The prosecution questioned Sobhy in connection with Case No. 7143 of 2025 (Supreme State Security) and charged him with two offences: joining a terrorist organisation (the Muslim Brotherhood) and spreading false news and information. He has been placed in pre-trial detention for 15 days pending investigation.
Sobhy is a young researcher and novelist. His short story collection Ruh al-Ruh (Soul of the Soul), published in late 2024, touched on themes related to the Israeli war on Gaza and raised profound human questions about memory, identity, and resistance. He is also known for his debut novel Over Coffee in Shubra (2020), which depicted the rich social and cultural diversity of that historic Cairo district.
His arrest forms part of a broader campaign of repression targeting writers, bloggers, and researchers, who increasingly face the stark choice between silence and imprisonment. In recent years, authorities have routinely employed charges such as “membership in a terrorist organisation” and “spreading false news” as blanket accusations to stifle dissent, satire, and independent thought.
The manner of Sobhy’s detention constitutes a flagrant violation of Egypt’s own constitution, which guarantees freedom of expression, scientific research, and artistic creativity. It also breaches Egypt’s obligations under international law—particularly the International Covenant on Civil and Political Rights, which prohibits arbitrary detention and protects the right to freedom of opinion. The raid on his home without a warrant further contravenes Egypt’s Code of Criminal Procedure.

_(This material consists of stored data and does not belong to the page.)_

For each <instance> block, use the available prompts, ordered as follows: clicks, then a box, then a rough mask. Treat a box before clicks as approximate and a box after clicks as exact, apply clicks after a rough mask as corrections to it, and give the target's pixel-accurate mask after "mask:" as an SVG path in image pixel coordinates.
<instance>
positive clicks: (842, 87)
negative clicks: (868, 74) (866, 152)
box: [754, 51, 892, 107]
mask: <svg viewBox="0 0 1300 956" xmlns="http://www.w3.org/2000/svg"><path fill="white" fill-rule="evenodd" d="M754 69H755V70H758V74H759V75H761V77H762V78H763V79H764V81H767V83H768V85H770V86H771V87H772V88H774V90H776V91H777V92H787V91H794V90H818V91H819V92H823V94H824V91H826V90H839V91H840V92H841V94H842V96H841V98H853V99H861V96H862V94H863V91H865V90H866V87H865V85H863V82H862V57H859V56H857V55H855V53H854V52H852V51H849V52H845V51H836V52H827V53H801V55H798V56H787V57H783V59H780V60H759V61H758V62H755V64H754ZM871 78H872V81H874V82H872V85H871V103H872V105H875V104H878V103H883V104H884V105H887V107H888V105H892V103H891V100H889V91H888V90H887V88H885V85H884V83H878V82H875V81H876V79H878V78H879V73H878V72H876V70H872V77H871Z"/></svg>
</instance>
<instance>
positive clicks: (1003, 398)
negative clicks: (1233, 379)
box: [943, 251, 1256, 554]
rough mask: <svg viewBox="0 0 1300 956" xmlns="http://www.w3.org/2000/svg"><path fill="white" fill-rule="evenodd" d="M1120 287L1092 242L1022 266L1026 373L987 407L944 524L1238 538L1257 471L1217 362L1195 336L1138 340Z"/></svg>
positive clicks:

This incident is particularly alarming in light of ongoing concerns raised by the United Nations High Commissioner for Human Rights regarding Egypt’s systematic use of enforced disappearance, torture, and the abuse of counterterrorism laws to silence human rights defenders, journalists, and lawyers. Despite limited releases in recent months, these practices continue unabated.
The imprisonment of Hany Sobhy is yet another example of the security apparatus’s encroachment on freedom of thought and expression, and of how the judiciary is being used as a tool for political and ideological retaliation. Today, any researcher or writer who dares to criticise authority, even through satire, risks being labelled a terrorist, in stark contradiction to the principles of justice and the rule of law.
Such repression not only threatens individual liberties but strikes at the heart of society’s collective right to think, critique, and evolve. In a country where a writer can be jailed for a single satirical sentence, the real threat is not the so-called terrorism, but the state’s own orchestrated campaign of intellectual terror aimed at silencing awareness and criminalising thought.